He hopes to regain some stature by forging an agreement with Clinton over legislation to fund the federal government through the end of the fiscal year. On Apr. 24, the White House and GOP leaders announced a $160 billion deal that restores some funds for Clinton priorities such as education and the environment. But the continuous spectacle of Dole failing to muster support for House conservatives' legislative wish-list or having to compromise with Clinton is troubling party regulars. Says GOP consultant Eddie Mahe Jr.: "As long as Clinton and his minions on the Hill refuse to let anything happen, Dole loses every day. He can't continue like this."

Dole seems determined to run his way nonetheless--juggling Senate duties while he tries to sharpen the contrasts with the President in a series of speeches.
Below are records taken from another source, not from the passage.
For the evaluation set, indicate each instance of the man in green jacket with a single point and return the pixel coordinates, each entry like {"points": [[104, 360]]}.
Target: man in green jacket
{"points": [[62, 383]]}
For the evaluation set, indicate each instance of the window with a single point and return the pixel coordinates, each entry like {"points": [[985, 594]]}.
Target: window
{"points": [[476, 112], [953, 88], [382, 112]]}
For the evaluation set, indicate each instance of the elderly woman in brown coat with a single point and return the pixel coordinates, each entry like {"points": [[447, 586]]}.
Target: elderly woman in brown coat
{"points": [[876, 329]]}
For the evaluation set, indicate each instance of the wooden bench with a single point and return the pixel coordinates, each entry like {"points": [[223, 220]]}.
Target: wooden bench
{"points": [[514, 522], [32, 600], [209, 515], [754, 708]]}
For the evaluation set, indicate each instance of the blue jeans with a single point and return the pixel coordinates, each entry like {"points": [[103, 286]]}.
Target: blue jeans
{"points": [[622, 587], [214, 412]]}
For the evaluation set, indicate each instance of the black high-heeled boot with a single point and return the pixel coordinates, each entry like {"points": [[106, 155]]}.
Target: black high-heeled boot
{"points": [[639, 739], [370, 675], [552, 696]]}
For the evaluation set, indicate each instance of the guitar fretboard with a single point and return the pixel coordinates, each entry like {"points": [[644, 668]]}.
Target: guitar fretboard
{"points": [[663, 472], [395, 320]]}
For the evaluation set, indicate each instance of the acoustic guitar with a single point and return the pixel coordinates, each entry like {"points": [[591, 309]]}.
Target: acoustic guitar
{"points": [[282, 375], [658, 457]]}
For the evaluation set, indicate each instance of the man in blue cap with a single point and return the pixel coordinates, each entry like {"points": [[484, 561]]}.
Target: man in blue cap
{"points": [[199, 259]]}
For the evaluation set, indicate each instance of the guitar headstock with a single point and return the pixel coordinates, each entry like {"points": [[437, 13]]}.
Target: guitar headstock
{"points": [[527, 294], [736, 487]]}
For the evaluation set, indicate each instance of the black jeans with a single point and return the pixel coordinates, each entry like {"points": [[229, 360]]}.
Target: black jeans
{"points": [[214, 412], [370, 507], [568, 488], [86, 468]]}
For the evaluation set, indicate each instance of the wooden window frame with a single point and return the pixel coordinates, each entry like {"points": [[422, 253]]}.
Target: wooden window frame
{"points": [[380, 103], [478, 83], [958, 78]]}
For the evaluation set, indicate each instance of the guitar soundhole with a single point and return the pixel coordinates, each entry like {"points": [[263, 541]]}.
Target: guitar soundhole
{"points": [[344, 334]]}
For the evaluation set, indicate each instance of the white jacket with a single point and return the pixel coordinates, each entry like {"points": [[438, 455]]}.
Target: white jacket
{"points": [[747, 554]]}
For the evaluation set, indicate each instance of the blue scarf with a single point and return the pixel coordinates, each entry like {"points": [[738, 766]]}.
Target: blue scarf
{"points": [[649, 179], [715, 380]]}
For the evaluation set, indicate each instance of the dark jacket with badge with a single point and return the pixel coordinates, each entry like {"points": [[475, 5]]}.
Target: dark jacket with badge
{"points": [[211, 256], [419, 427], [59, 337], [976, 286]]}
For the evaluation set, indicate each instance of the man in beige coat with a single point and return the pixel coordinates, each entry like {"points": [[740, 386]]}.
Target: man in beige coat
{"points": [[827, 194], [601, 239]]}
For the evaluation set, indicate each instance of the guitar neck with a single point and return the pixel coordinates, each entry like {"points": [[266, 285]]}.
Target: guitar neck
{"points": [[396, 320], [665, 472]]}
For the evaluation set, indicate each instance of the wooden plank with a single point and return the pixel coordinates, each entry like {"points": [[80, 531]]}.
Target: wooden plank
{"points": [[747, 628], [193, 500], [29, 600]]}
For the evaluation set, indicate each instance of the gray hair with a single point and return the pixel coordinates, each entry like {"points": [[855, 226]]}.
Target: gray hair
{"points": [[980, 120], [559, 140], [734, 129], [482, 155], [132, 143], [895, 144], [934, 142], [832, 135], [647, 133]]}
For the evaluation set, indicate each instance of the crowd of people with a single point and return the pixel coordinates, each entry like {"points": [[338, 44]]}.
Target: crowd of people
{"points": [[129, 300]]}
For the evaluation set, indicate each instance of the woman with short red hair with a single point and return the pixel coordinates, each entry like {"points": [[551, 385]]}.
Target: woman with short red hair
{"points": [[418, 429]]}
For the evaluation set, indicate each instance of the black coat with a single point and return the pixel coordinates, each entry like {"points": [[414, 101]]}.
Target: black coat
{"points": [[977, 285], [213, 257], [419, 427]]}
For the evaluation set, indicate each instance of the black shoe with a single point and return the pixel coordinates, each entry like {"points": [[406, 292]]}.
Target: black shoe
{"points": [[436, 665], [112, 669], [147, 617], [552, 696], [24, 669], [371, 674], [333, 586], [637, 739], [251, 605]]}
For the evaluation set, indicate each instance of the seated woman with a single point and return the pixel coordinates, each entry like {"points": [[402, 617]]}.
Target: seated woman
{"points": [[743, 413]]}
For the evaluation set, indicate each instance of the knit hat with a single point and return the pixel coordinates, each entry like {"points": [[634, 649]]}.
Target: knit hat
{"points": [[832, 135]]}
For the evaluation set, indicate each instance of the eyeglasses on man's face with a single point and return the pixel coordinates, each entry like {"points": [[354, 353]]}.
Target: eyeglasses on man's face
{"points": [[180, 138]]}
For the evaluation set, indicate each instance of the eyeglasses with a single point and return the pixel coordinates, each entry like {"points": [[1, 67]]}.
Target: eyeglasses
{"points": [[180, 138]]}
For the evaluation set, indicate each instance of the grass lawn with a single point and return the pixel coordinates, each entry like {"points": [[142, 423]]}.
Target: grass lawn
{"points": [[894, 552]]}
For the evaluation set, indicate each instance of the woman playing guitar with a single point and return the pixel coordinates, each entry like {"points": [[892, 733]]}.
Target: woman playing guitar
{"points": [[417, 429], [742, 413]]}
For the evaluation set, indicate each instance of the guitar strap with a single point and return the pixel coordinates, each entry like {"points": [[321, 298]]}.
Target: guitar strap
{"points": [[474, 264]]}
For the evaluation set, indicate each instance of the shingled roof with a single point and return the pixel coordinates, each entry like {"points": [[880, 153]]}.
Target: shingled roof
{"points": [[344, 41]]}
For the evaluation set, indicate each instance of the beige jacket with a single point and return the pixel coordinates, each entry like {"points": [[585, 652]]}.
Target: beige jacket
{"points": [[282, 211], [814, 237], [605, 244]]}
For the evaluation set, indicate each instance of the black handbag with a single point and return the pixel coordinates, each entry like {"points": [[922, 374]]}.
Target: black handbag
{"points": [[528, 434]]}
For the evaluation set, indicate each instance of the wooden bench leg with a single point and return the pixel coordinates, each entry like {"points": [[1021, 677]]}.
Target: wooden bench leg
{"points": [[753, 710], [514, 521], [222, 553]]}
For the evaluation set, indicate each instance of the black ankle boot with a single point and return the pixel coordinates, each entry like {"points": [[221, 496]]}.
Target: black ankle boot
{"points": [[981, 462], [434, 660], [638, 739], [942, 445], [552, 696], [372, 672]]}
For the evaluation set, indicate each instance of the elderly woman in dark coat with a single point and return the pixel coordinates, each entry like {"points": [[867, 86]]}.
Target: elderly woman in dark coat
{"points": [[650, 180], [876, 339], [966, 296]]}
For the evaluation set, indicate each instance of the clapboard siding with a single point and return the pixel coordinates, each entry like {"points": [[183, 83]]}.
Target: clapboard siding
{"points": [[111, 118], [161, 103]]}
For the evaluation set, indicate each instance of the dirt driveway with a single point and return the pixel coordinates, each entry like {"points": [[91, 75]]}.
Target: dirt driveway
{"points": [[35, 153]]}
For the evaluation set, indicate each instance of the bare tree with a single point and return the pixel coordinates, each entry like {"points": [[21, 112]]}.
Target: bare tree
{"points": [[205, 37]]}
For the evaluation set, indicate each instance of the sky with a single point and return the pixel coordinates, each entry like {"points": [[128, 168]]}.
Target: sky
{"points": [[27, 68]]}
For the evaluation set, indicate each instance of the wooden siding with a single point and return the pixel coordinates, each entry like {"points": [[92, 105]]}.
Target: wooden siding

Dole's first salvo came on Apr. 19, when he lambasted Clinton for appointing "liberal judges." In coming weeks, he'll address declining morality and the economy. But Republicans concede that Dole has yet to find a cutting issue to close the gap with Clinton.

Dole's failure to make Americans' job worries work for him is a nettlesome problem for his campaign. In May, he'll troop to the Detroit Economic Club and seek to link workers' economic anxiety and the growing phenomenon of two-earner households with a Clinton economy that Dole claims is throttled by taxes and overregulation. "The economy was growing at 4.3% in the quarter when Clinton was elected, yet it grew at only 0.5% in the fourth quarter of '95," says a Dole operative. Dole's remedy: tax cuts and smaller bureaucracy.

His prescription is popular. An Apr. 9-10 CNN/USA Today poll found that 64% of Americans think taxes are too high. Trouble is, few voters seem ready to blame Clinton, since the economy has grown steadily throughout his tenure. "At the heart of Republican pessimism about Dole," says Alan Heslop, a political scientist at Claremont McKenna College, "is the realization that the economic issue is simply dead for him. Yes, there is anxiety about layoffs, but most of the anxious side with Clinton."

FIRING BLANKS. That could force Dole into ever harsher attacks on suspect Democratic values and on the related topics of law and order and Democrats' fondness for quotas. An assault on Clinton's character flaws, and the contrast with Dole's constancy and patriotism, is crucial to the strategy. But here, too, Dole is still firing blanks. Under the guidance of Dole crony Alfonse M. D'Amato (R-N.Y.), the Senate Whitewater hearings may have become counterproductive. Despite the GOP inquiry, a Mar. 15-17 Gallup poll found that 56% of those surveyed think Whitewater is irrelevant to Clinton's ability to be President.

So how to snap out of the Dole-drums? "It'll take the character issue, with something like his-and-hers [Whitewater] indictments, or a foreign-policy blowup in some place where the White House has committed U.S. troops," says Heslop. Party pros add that Dole's tough barrage on values, coupled with a snazzy, Buchanan-free convention, could also close the gap. But time is short, GOP partisans concede. And so far, Dole hasn't used his spring respite to do much more than raise doubts about his ability to go the distance in November.